Just say yes to ball tampering
The great South African fast bowler, Allan Donald, suggested,
last week, that bowlers be allowed to “prepare” the ball to help rebalance cricket which favours the batsmen now, perhaps more than ever before. Donald’s claims that cricket is shifting more and more towards a batsman’s game are not without merit – lifeless pitches have severely dented the aspect of fear attached to a genuinely quick bowler and dismissals appear increasingly due to batsman error than ever before, as witnessed in the Lords Test where several Australian batsmen were dismissed playing the pull and hook shots.
Donald spoke to Cricinfo, noting that fast bowlers are becoming a “dying breed…on these flatter wickets” but accepted the futility of his request: "That quite simply would never happen," he said.
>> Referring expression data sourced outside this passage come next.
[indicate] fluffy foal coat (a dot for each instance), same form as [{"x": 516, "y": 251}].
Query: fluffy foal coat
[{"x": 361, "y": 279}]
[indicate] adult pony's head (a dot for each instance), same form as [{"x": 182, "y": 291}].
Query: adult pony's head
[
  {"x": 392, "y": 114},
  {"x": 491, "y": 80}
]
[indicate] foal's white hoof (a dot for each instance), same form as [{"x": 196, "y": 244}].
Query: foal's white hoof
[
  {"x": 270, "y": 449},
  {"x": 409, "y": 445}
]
However, the taboo related to “ball tampering” may be misplaced; Donald recalled an incident of a former fast bowler picking the leather off the ball recorded live on television to which no punishment followed. Moreover, he cited the England bowling attack throwing the balls into the ground in order to rough up one side of the ball. Although unfounded accusations and subtle instances of manipulating the condition of the ball may not seem drastic nor show a widespread contempt of the laws, they show how such an extension of the laws to allow roughing up of the ball, just as laws currently allow shining of the ball, would not be a massive leap into the unknown.
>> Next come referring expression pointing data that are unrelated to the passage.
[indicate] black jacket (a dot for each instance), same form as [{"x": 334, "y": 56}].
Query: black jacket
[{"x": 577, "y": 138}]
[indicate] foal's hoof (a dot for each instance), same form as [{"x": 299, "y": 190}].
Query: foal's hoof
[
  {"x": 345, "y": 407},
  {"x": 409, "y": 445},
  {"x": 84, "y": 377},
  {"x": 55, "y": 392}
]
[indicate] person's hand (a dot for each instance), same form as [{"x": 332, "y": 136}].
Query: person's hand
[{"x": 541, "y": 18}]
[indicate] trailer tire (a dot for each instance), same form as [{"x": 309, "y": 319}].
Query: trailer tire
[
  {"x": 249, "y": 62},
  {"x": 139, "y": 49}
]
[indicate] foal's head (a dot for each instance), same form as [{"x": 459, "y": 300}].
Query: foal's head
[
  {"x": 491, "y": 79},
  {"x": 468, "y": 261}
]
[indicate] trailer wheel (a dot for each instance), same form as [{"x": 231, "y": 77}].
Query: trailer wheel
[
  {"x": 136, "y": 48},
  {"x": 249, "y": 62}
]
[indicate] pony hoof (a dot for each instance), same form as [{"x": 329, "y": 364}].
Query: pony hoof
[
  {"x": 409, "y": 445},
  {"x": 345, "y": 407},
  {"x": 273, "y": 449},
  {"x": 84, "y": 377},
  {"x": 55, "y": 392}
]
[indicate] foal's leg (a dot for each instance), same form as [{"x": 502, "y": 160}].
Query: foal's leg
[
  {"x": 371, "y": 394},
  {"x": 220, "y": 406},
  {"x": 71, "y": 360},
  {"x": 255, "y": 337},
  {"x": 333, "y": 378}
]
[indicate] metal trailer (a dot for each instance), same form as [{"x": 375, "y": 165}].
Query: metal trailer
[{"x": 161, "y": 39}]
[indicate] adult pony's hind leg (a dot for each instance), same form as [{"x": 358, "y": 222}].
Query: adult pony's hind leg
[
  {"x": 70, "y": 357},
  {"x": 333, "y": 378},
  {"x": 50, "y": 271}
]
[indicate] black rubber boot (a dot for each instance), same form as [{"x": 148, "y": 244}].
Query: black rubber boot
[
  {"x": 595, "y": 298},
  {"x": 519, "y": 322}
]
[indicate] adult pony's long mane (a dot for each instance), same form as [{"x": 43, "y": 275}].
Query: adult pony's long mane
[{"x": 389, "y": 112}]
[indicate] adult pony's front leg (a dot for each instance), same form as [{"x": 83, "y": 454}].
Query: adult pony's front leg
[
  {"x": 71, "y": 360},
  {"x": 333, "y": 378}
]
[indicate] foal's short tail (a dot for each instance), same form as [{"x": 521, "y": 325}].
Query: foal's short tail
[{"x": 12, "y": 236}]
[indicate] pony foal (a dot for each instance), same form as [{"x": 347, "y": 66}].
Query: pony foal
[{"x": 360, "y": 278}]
Richard Hadlee suggested in the mid 1990s to allow ball tampering insofar as the bowlers and fielders using no artificial assistance such as a bottle cap but rather a finger nail or the dirt on the ground. I would heartily agree with such a policy – swing bowling is one of the great arts to watch and allowing bowlers to roughen one side to complement the current shining of the ball would, by no mean, undermine the art but more so make it more evident for both a spectator and a batsman to appreciate.
Of course, the ideal solution to the lifelessness of pitches would be to combat directly with more bowler friendly surfaces but as Test curators seek to have pitches play for five days and OD and T20 matches have six and ten run per over rates, there would appear to be an air of futility over the cry for better playing surfaces. The ICC has neither the control nor the manpower to enforce a policy of more sporting wickets but by expanding the laws over so-called ‘ball tampering’, they can help redress the balance of bat and ball which is horribly out of sorts in the modern day.
Drawing a line between the realistic and absurd is crucial here and I think Hadlee did so with admirable simplicity for a policy which can only seek to improve the spectator nature of cricket as well as the "dying breed of fast bowlers" as Donald would put it.